Top executives at Shell knew that money they paid as part of a $1.3bn deal for a huge Nigerian oil field would end up in the hands of a convicted money launderer who awarded the asset to his own company when he was oil minister of the country.
Emails seen by The Independent and reported by anti-corruption campaign groups Global Witness and Finance Uncovered, show senior bosses at the UK’s biggest company had been informed that hundreds of millions of dollars could flow through former oil minister Dan Etete to be paid in bribes to former President Goodluck Jonathan and other political figures.
In a huge u-turn, the company has now admitted it knew Mr Etete was involved. It maintains that it conducted a legitimate transaction with the Nigerian government and did not act unlawfully.
The deal for one of Africa’s most valuable oil blocks, which contains an estimated 9 billion barrels of oil worth around half a trillion dollars has been mired in a massive corruption scandal for almost twenty years.
In 1998, former oil minister Dan Etete allocated the OPL245 block to Malabu Oil and Gas – a company which he controlled – for a “signature bonus” of just $2m.
After years of legal wrangling, Shell and Italian oil major Eni agreed to buy OPL245 in 2011 for a total payment of $1.3bn. The money was paid to the Nigerian government but instead of going to the people of Nigeria, £1.1bn was transferred to Malabu accounts.
According to Italian prosecutors $466m of that sum was then laundered through bureau de change and passed on to the then president, Goodluck Jonathan, and members of his government.
The new cache of documents have exposed the extent to which Shell knew about the nature of the deal.
“Etete can smell the money”, a Shell senior business advisor, Guy Colegate wrote to Guy Outen, an executive vice president in one newly uncovered email.
“If, at nearly 70 years old he does turn his nose up at 1.2 bill he is completely certifiable and we should then probably hold out until nature takes its course with him. But think he knows its his for the taking,” Mr Colegate went on.
In a June 2010 email to Peter Robinson, vice president for sub Saharan Africa, Mr Colegate wrote: “Etete claims he has shown (though not copied) a letter from President reiterating Malabu’s 11pc equity/contract “award”. This letter [is] clearly an attempt to deliver significant revenues to GLJ [Goodluck Jonathan] as part of any transaction.”
Another Shell man, former MI6 agent John Copleston, sent an email to several senior colleagues that read: “Saw my Delta man. 245. He spoke to Mrs E[tete] this morning. She says E claims he will only get 40m of the 300m we offering – rest goes in paying people off.”
Mr Robinson later confirmed that he was aware the money was to be paid to Malabu OIl and Gas. He told colleagues: “ENI will pay on behalf of itself and SNEPCO [a Shell subsidiary], an amount of $1.09 bln ($1.3bln less signature bonus) into a second escrow. This will be used by the FGN [Federal Government of Nigeria] to settle all claims from Malabu.”

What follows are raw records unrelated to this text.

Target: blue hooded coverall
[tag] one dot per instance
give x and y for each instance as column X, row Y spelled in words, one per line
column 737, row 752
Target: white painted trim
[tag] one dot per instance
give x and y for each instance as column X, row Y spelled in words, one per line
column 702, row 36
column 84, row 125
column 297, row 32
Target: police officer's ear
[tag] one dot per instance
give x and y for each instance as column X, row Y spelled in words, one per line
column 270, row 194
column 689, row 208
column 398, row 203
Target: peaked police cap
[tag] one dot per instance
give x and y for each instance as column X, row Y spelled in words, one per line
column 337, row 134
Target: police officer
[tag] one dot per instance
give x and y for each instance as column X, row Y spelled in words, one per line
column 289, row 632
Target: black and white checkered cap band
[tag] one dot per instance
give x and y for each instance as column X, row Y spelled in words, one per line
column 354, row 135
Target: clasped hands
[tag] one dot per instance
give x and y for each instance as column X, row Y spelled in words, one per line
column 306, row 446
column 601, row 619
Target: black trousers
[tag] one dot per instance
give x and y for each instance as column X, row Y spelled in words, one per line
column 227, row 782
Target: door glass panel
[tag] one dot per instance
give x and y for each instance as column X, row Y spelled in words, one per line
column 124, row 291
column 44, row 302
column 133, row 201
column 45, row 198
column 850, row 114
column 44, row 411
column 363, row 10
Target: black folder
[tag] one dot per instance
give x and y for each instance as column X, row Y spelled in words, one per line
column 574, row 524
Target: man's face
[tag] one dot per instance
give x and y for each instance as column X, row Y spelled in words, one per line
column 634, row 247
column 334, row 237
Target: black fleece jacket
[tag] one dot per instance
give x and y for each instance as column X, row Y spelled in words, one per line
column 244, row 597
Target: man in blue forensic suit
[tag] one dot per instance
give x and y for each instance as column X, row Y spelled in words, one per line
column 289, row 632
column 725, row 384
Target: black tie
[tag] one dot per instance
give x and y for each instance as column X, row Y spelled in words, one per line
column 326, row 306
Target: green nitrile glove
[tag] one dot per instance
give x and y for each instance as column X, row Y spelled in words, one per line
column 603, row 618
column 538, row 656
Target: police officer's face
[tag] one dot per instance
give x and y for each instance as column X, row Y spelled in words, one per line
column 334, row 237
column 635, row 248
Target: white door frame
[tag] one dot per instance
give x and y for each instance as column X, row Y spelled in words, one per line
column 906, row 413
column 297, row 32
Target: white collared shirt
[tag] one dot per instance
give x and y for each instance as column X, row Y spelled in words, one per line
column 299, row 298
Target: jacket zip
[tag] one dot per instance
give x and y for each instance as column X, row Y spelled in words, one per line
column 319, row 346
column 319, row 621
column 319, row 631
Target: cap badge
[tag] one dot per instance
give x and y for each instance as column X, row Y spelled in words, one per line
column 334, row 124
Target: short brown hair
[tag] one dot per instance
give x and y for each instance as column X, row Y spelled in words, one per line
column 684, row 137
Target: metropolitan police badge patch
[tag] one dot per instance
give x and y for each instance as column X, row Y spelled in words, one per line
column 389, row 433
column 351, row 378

Members of Shell’s legal team expressed concern about the structure of the deal to the highest level of the company in 2010, a year before it went ahead. In an email to then-chief executive Peter Voser and executive board member Malcolm Brindred, Shell’s legal director Beat Hass described the proposal as “the least bad of all options”.
He added: “Many legal risks remain, and I share Simon [Henry, chief financial officer]’s concerns, particularly the risk of an unknown third party participant and difficulties with securing future cash contributions.
“Nevertheless, speaking for Shell Legal, we will do everything Within our control to bring this painful matter to a satisfactory conclusion.”
Simon Henry later acknowledged that the Nigerian government would receive “no money at all” for the valuable oil field.
In a February 2016 telephone exchange covertly recorded by Dutch authorities, Shell’s current chief executive, Ben van Beurden, appeared to brush off the significance of the discussions of bribery, describing them as “just pub talk”.
“There was apparently some loose chatter between people from the team, particularly the people that we hired from MI6 who must have said things like, “Well, yeah, you know, I wonder who gets a pay-off here and whatever”, so it’s unhelpful email exchanges.
“It’s, it’s … I haven’t seen them but apparently they were judged to be, you know, just pub talk in emails which was stupid. But nevertheless it’s there.”
Mr van Beurden was not chief executive at the time of the OPL245 deal.